Where isn’t there sin throughout the above paragraph?

Despite the rules, she was obviously clingy. Once they diverged, she became vengeful. That’s not how the game is played.

Over time, the woman’s former occasional scratch has become a celebrity. Renown as a philanderer certainly blunted many of the opinions maligning him as well as buffed his luster. Such accusations probably bolstered his standings among people who like charming and vigorous idols. It helped he was immensely successful during his era of radiating heat.

A lucky man, and aware of it, he married a brilliant woman. Better, she’s an understanding, shrewd, mature woman. Frenchwomen likely saw this American as a sister.

Unlike the vast majority of American wives whose husbands’ appetites insist they sample freely beyond the bounds of marriage, she looked at all the angles, then weighed pros and cons. Therefore, no harpy-like harpy-like vengeance. Again similar to Frenchwomen.

Instead of shrieking to the tabloids and seeking divorce, the wife just didn’t endure her husband’s infidelities. She gutted them out. Whether from truly believing in the vows she’d exchanged or calculating loss versus reward, she retained her composure against harshly speculating detractors.

The couple’s is a strange fidelity. One grasped only by them. Only in America do those outside strangers’ marriages possess intimate insight of these unions.

The wife repulsed and withstood attacks with a controlled coolness that astounded friends. Didn’t this further infuriate critics of both man and wife? More worldly Americans observed all this with wonder. A lot of them knew should they find themselves in the same tiger trap, they’d likelier crumble than endure, survive and thrive.

The scorn and embarrassment the dismissed mistress hoped heaping on them wilted. Yet like a bad moon, she arises now and then to burden the ears of an indifferent public. Seems she believes we can’t get enough of her humiliation.

An accepting public doesn’t even bother pitying the castoff. After all, she was only an interlude, not a whole escapade.

Rather we’ve come to see her as a nuisance. We wish she had accepted her fate … as we have. If only what she intended delivering visited her instead.

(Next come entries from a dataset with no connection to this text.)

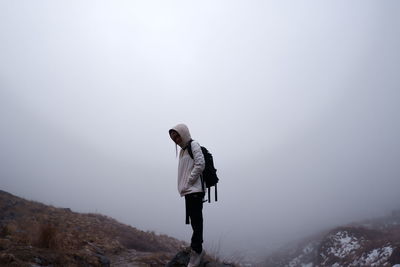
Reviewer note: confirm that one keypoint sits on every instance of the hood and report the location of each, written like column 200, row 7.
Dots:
column 183, row 131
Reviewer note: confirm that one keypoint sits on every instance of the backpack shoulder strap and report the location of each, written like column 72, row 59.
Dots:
column 189, row 148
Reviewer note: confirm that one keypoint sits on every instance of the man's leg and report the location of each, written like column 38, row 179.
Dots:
column 196, row 220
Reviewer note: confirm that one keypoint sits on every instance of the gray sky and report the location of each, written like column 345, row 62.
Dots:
column 297, row 100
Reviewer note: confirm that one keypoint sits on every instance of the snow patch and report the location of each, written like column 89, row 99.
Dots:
column 343, row 244
column 375, row 257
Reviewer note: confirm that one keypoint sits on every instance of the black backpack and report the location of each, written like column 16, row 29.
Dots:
column 209, row 175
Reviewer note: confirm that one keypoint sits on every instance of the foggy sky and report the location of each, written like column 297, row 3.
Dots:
column 297, row 101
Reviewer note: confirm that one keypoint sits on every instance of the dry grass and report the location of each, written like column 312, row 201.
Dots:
column 68, row 236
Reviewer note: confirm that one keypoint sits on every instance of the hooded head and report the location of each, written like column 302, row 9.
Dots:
column 183, row 132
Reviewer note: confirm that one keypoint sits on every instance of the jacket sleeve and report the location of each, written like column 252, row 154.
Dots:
column 199, row 162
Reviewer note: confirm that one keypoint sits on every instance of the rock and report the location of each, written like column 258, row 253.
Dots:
column 182, row 259
column 4, row 244
column 6, row 258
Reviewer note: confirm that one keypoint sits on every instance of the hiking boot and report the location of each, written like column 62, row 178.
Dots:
column 195, row 258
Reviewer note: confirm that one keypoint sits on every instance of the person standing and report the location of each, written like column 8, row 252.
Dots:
column 191, row 187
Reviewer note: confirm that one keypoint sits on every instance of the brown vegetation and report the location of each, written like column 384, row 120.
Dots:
column 33, row 233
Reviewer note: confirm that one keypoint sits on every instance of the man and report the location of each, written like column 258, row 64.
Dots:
column 191, row 187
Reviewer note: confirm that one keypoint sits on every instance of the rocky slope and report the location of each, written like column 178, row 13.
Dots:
column 34, row 234
column 369, row 243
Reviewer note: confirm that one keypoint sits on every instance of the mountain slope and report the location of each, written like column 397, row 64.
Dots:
column 369, row 243
column 34, row 233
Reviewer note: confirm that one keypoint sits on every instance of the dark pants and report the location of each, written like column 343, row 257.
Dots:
column 194, row 212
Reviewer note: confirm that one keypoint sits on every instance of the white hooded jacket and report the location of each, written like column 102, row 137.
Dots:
column 189, row 170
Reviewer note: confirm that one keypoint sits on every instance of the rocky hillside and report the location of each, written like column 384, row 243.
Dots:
column 34, row 234
column 369, row 243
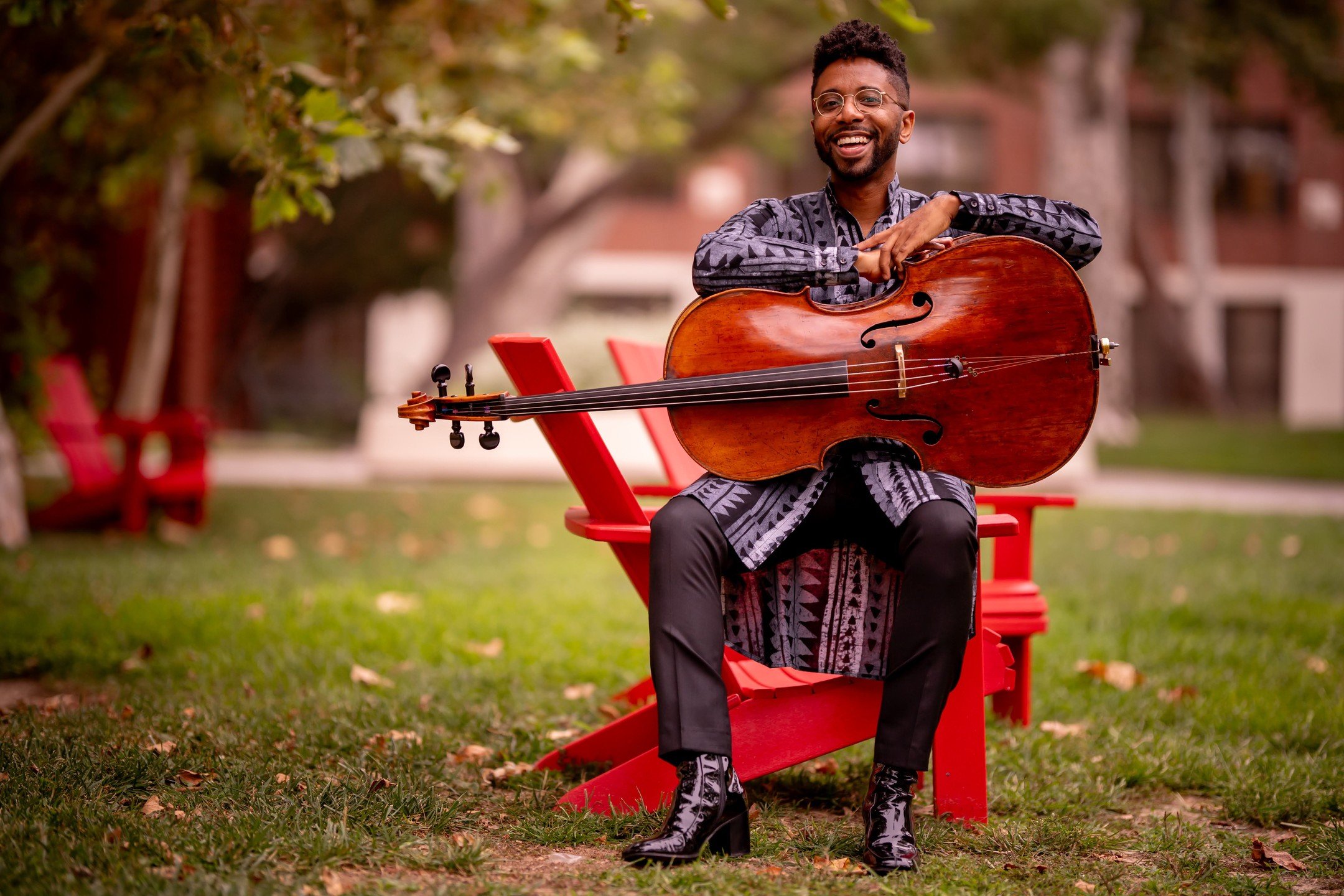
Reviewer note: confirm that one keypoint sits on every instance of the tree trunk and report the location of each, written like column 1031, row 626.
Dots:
column 513, row 256
column 1197, row 230
column 1086, row 121
column 14, row 516
column 156, row 308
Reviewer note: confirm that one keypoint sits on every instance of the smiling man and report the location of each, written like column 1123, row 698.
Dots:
column 871, row 500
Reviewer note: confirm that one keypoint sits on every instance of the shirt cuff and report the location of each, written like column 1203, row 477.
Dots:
column 835, row 266
column 975, row 208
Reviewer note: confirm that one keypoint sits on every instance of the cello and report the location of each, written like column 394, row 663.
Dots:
column 984, row 362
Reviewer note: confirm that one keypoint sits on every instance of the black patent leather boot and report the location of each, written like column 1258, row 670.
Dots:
column 890, row 839
column 707, row 808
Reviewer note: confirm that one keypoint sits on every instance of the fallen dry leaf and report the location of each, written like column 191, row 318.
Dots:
column 1065, row 730
column 380, row 742
column 1266, row 856
column 397, row 602
column 838, row 866
column 490, row 649
column 279, row 547
column 332, row 883
column 1118, row 673
column 359, row 674
column 471, row 754
column 506, row 772
column 191, row 780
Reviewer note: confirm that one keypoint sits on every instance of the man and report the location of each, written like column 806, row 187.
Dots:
column 846, row 242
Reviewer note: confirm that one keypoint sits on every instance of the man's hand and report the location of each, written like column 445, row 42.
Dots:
column 885, row 253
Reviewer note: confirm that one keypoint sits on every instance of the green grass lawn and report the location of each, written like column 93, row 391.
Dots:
column 304, row 789
column 1236, row 446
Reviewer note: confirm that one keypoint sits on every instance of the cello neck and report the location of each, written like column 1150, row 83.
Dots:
column 801, row 381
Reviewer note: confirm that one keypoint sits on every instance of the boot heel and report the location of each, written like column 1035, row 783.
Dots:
column 733, row 838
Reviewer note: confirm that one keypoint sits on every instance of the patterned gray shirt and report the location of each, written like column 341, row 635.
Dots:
column 808, row 241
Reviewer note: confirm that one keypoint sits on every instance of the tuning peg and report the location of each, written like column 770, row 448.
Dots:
column 441, row 375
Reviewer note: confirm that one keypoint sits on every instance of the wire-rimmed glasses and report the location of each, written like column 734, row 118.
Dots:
column 867, row 100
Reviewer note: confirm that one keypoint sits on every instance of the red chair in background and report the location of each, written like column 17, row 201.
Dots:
column 780, row 716
column 100, row 493
column 1014, row 604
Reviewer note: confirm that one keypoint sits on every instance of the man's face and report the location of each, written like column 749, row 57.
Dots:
column 857, row 142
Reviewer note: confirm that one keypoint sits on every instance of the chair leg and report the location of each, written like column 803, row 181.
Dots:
column 616, row 742
column 1015, row 706
column 960, row 780
column 636, row 695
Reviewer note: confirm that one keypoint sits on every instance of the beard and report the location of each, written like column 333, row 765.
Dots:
column 858, row 168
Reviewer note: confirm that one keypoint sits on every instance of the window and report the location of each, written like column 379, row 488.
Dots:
column 1253, row 339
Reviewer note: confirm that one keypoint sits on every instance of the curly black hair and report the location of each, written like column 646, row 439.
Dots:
column 859, row 39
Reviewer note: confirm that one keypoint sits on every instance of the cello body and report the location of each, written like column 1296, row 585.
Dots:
column 1010, row 310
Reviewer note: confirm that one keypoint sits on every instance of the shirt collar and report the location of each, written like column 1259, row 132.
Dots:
column 893, row 198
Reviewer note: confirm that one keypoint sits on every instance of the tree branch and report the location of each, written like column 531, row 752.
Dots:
column 55, row 103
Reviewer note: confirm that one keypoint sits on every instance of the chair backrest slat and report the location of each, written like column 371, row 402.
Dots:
column 536, row 370
column 643, row 363
column 70, row 418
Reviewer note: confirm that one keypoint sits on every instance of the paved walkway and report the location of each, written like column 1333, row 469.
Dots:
column 345, row 468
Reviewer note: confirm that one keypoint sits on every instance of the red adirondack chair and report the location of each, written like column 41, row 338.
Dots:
column 100, row 493
column 780, row 716
column 1014, row 604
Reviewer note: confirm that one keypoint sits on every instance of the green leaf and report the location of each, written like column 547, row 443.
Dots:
column 903, row 14
column 722, row 9
column 323, row 105
column 273, row 206
column 316, row 203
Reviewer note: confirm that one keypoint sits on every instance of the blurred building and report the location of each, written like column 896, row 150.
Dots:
column 1274, row 328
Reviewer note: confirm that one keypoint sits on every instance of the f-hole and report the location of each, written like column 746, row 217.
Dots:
column 930, row 436
column 918, row 300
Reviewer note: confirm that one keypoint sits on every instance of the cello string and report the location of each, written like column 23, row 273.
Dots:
column 525, row 409
column 600, row 399
column 521, row 406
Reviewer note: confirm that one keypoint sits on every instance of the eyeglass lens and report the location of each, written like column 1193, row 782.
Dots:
column 829, row 103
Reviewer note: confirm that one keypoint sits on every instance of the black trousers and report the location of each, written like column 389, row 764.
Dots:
column 935, row 550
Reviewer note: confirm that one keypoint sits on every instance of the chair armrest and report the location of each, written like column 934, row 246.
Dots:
column 1009, row 503
column 996, row 526
column 658, row 491
column 175, row 422
column 582, row 525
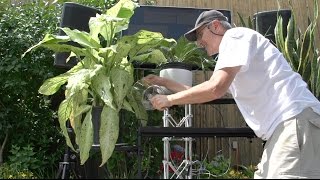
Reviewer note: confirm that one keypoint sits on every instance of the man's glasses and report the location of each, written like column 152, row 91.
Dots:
column 199, row 32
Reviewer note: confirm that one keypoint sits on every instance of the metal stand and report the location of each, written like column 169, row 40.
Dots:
column 184, row 169
column 68, row 166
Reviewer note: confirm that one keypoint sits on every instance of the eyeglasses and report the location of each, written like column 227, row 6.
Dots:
column 199, row 33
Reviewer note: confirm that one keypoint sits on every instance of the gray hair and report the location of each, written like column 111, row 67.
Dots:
column 226, row 25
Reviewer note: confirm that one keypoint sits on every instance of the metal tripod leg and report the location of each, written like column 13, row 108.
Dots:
column 66, row 167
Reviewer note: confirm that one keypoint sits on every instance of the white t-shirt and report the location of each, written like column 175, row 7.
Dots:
column 267, row 91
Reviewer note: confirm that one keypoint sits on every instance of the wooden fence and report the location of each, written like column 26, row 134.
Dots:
column 302, row 8
column 248, row 151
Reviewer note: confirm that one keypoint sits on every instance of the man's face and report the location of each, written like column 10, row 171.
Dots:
column 206, row 39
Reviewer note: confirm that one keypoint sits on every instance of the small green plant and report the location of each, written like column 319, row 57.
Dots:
column 103, row 76
column 300, row 49
column 188, row 52
column 248, row 23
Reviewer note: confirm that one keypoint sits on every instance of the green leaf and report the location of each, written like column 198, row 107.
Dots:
column 155, row 56
column 290, row 45
column 122, row 81
column 86, row 137
column 78, row 81
column 102, row 86
column 134, row 99
column 123, row 9
column 52, row 85
column 81, row 37
column 64, row 113
column 278, row 32
column 48, row 39
column 109, row 132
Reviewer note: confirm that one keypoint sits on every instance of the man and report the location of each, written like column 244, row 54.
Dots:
column 273, row 99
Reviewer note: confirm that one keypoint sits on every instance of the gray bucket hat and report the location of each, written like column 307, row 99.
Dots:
column 204, row 17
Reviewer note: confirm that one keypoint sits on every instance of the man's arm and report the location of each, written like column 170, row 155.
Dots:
column 207, row 91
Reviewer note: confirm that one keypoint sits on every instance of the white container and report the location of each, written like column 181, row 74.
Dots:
column 176, row 71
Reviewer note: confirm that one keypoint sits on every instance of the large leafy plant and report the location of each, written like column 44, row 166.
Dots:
column 102, row 77
column 188, row 52
column 300, row 49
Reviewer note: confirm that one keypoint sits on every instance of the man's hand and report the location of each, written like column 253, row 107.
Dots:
column 154, row 80
column 160, row 102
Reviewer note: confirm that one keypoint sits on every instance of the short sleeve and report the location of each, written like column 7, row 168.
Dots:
column 235, row 49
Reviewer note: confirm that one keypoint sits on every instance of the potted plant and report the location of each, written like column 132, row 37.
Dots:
column 300, row 49
column 182, row 57
column 103, row 76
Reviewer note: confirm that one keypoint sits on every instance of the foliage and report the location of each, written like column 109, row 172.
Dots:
column 300, row 49
column 98, row 4
column 220, row 168
column 7, row 172
column 248, row 23
column 102, row 77
column 26, row 116
column 188, row 52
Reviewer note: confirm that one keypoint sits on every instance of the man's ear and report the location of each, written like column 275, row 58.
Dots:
column 215, row 23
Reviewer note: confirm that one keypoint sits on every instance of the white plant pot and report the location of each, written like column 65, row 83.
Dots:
column 179, row 72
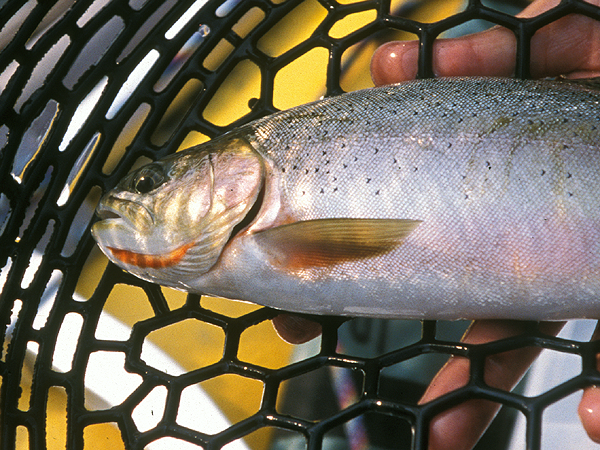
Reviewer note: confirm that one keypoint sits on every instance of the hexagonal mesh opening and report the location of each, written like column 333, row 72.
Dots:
column 92, row 357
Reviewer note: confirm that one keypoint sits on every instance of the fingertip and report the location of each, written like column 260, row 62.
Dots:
column 394, row 62
column 589, row 412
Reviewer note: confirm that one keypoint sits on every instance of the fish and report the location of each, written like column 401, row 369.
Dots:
column 443, row 198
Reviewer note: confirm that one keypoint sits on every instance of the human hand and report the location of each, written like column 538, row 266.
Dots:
column 556, row 49
column 569, row 46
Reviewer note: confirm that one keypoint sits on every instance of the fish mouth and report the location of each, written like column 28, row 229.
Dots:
column 134, row 214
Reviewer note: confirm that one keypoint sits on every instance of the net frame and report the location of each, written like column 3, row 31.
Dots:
column 38, row 223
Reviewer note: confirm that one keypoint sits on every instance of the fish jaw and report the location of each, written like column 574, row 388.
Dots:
column 176, row 232
column 121, row 235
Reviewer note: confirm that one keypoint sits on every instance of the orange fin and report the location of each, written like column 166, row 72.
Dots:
column 150, row 261
column 324, row 242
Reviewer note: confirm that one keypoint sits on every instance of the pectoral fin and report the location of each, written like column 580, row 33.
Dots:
column 324, row 242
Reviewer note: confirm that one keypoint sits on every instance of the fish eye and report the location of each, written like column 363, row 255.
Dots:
column 148, row 179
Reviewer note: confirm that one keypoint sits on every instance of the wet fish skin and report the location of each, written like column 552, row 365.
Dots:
column 487, row 187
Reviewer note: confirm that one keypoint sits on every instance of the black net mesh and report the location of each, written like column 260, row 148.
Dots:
column 95, row 358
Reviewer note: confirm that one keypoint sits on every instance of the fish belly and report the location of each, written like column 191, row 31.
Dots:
column 504, row 176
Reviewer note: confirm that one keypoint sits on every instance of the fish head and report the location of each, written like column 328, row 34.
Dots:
column 169, row 221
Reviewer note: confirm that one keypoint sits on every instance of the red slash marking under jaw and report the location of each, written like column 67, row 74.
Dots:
column 153, row 261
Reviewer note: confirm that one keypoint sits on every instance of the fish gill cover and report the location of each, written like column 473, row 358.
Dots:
column 92, row 357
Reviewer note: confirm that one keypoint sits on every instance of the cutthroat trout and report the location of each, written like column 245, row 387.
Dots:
column 439, row 199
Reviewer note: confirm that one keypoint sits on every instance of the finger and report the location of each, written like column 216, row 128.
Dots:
column 295, row 329
column 589, row 406
column 462, row 426
column 555, row 49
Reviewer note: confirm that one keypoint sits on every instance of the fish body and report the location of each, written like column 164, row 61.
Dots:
column 438, row 199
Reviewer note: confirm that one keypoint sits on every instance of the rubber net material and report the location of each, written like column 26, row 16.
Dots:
column 92, row 357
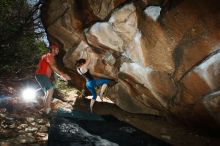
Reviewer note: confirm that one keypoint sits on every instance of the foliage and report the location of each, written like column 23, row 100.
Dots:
column 19, row 47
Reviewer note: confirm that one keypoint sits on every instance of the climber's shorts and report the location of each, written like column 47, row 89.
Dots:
column 94, row 83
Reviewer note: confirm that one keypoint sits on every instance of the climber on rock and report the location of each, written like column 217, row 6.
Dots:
column 46, row 66
column 82, row 66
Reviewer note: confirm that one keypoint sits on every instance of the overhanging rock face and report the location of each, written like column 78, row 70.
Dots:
column 164, row 55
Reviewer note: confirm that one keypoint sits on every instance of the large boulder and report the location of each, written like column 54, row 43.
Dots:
column 163, row 55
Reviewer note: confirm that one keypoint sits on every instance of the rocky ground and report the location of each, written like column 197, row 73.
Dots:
column 21, row 123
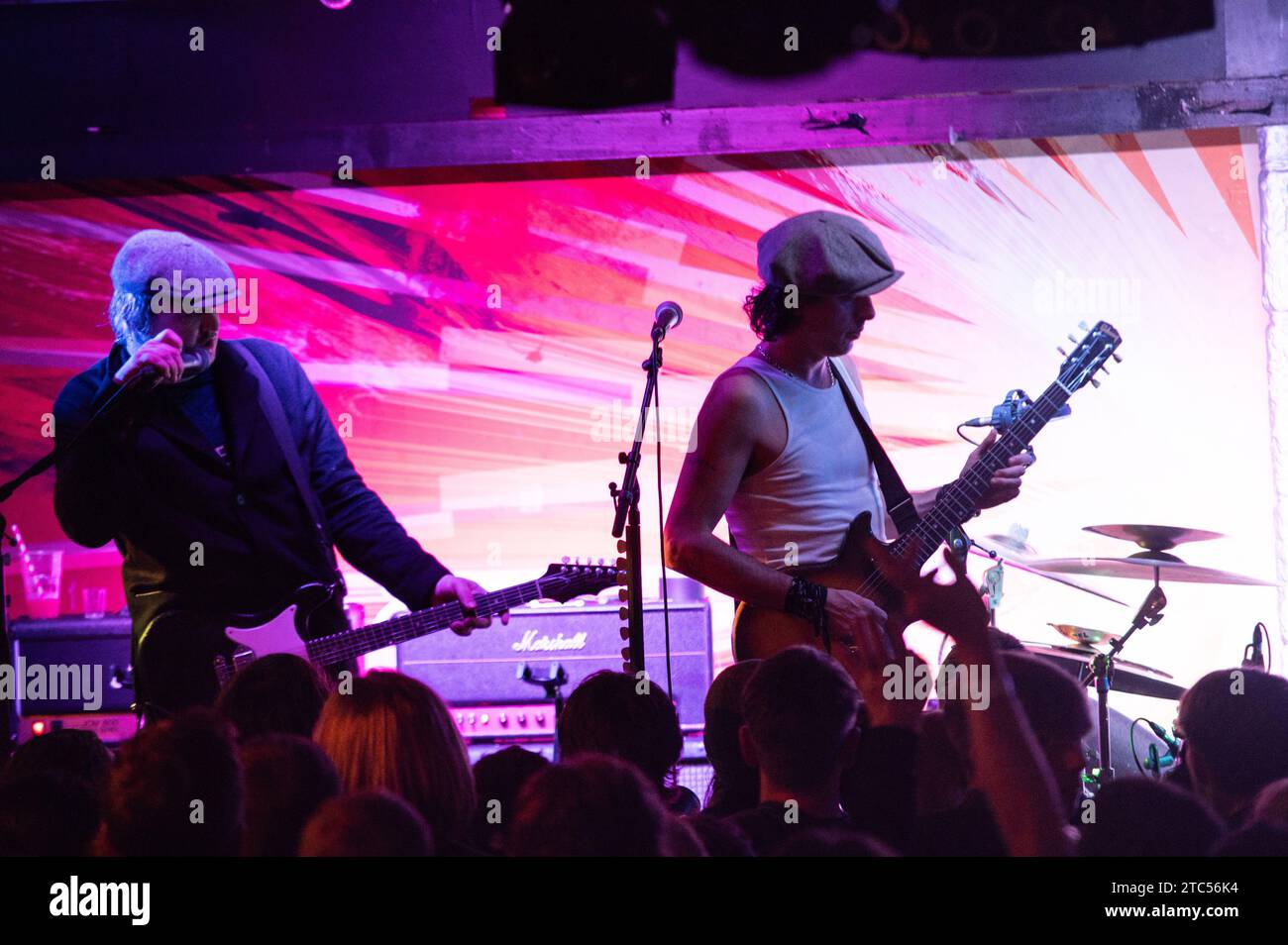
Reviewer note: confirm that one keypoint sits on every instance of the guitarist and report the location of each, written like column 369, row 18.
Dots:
column 778, row 452
column 189, row 479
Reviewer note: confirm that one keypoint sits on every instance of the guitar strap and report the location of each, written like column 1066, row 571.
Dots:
column 271, row 407
column 898, row 501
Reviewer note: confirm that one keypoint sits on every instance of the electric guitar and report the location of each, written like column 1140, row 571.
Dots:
column 761, row 632
column 183, row 658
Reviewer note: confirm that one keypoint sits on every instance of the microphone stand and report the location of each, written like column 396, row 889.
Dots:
column 626, row 519
column 9, row 726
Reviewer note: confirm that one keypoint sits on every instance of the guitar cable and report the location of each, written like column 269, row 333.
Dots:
column 661, row 537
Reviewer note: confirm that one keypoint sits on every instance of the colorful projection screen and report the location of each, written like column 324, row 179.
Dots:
column 478, row 336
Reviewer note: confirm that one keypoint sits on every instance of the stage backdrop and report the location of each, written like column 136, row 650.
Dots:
column 477, row 338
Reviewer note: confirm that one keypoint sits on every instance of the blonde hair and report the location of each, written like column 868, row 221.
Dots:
column 394, row 733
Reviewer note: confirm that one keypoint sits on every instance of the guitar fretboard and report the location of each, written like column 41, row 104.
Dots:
column 353, row 643
column 960, row 499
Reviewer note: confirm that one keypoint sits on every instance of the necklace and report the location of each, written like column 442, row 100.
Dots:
column 763, row 353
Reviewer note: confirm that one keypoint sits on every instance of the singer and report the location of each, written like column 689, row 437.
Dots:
column 188, row 472
column 780, row 450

While not a remake exactly, what transpired above might serve as an outline, a vague outline, of a New World Rules of the Game. Unfortunately there’s no way an American version could be as clever as the source. Americans aren’t as eloquent or well-versed as the French.

Just look at how the 1983 dumbed-down remake of The Man Who Loved Women compares against the 1977 French original. Slapstick versus depth. Burt Reynolds expresses our rather frenetic nature regarding carnal relations; director François Truffaut rendered elegantly material which six years later a domestic studio broadly produced.

Poetry and philosophy might as well be listed as foreign languages in American high schools. Furthermore, we can’t maneuver through nuance, subtlety, archness, or drollery with the same easy skill as the French.

Nor can there be any epigrams in the revision’s prologue by La Rochefoucauld stating what underscores the film.

A tragic incident closes Rules of the Game. This also compels the ranks to coalesce.

In our own chaotic times, what sort of tragedy might firm lines among the same class today on this side of the Atlantic? Sacrificing a virgin could work, but where are such rarities to be discovered?

Once the modern denouement has arrived, as in the classic what follows is a wise somewhat caustic appreciation from an observer of this celebrity scene and its players. For our times it would issue from a woman of the doyenne variety. She may offer this maxim commending the couple:

“She doesn’t care where he eats his lunch. Just as long as he comes home for dinner.”

Couldn’t the above be a theme behind a country and western lamentation? A perfect companion to any American effort to have a Rules of the Game that reflects us today.